BUNLAR KÖR İDEOLOJİLERİNE KÖRPE BEYİNLER ARAMAKTADIR

Kandil'de eli kanlı canileri ekolojik rol modeli olarak gözü dönmüşlerdir. Bunların meselesi kadının özgürleşme meselesi olmadı, olmayacak. Bunlar kör idelolojilere körpe beyinler aramanın peşindeler. Terör örgütlerinin özellikle genç kızlarımızı zehirlemesine asla izin vermeyeceğiz. Bu mücadele zor ve meşakkatli bir mücadeledir. Toplumsal yaralar, toplumun tüm kesimin katılımıyla tedavi edilebilir. Dağlara giden kızların anneleri bana geldiler, benim kızım böyle değildi, aldatıldı ve kaçırıldı dediler. Öncelikle teröre prim veren, kimliğine bakarak teröristleri kahramanlaştıran zihniyeti hep beraber mahkum etmeliyiz. PKK, DAEŞ, DHKP/C gibi örgütlerin kadına yaklaşımlarında hiçbir fark yoktur. Bunlar için kadın sadece kullanılacak bir şeydir. Paralel çetesi ve onun elebaşı yıllarca zihinlerini iğfal ettikleri çocukları bugün Türkiye aleyhinde kullanılıyor. Artık kız veya erkek tek bir evladımızın cinsiyeti ne olursa olsun, terör örgütlerinin, paralel yapıların tuzağına düşmesine seyirci kalamayız. 

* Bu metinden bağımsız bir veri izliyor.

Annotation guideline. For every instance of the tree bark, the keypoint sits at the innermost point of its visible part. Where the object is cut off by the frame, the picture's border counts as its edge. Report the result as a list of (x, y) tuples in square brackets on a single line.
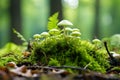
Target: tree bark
[(15, 20), (56, 6)]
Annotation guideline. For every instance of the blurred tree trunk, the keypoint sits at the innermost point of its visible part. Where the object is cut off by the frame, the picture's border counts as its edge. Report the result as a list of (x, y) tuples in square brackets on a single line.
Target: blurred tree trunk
[(115, 13), (56, 6), (15, 20), (96, 26)]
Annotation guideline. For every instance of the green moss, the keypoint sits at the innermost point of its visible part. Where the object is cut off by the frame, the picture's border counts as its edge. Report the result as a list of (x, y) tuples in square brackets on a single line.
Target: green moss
[(69, 50)]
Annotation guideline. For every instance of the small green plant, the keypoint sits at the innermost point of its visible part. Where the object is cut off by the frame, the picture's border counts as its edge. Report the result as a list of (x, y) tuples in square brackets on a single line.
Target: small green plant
[(62, 45)]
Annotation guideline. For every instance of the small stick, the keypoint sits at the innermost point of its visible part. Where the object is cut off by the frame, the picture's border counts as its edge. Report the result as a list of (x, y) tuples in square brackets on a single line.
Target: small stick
[(112, 58)]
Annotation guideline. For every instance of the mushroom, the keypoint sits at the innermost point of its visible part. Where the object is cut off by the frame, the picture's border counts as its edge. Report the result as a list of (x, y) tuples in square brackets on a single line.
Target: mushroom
[(64, 23), (96, 41), (45, 34), (36, 36), (76, 34), (54, 32)]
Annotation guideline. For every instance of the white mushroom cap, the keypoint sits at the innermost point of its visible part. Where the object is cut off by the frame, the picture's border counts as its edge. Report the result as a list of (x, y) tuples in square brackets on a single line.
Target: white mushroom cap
[(75, 29), (54, 31), (64, 23), (76, 33), (36, 36), (44, 34), (68, 29), (96, 41)]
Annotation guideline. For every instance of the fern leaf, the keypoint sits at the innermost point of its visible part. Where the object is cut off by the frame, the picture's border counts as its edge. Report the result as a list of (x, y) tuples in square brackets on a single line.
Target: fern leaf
[(19, 35), (53, 20)]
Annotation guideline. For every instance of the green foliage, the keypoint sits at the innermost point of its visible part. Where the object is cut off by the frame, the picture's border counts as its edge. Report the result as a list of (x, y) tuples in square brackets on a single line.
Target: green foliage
[(53, 21), (62, 49)]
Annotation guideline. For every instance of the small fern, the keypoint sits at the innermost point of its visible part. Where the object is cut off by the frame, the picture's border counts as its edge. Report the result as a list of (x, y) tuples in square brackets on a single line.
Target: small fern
[(19, 35), (53, 20)]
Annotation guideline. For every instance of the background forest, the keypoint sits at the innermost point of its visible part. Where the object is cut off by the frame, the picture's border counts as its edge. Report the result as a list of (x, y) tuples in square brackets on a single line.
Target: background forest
[(94, 18)]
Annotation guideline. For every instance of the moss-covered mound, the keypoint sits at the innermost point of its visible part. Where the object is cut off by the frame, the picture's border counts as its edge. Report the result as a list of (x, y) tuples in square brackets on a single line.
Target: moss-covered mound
[(65, 47)]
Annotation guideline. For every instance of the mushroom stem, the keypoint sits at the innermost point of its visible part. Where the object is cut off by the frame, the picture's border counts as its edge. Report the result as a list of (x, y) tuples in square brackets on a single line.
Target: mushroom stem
[(113, 60)]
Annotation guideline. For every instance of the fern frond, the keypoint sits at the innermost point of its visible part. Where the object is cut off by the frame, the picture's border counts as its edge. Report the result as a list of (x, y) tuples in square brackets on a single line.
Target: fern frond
[(53, 20)]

SİZLER GÜÇLÜ DURUSANIZ BU MİLLETİ ŞER ŞEBEKELERİ KANDIRAMAZ

Hiçbir anne baba evladının bu hainlerin elinde heba olmasını istemez. Ben bunu başaracağımıza inanıyorum. Bu ülkede kadınlarımızın haklarını teslim etmede sessiz bir devrim yaptıysak bunu da başaracağız. Sizler güçlü durursanız hiç kimse bu milleti terör örgütleriyle şer şebekeleriyle ikna edemez.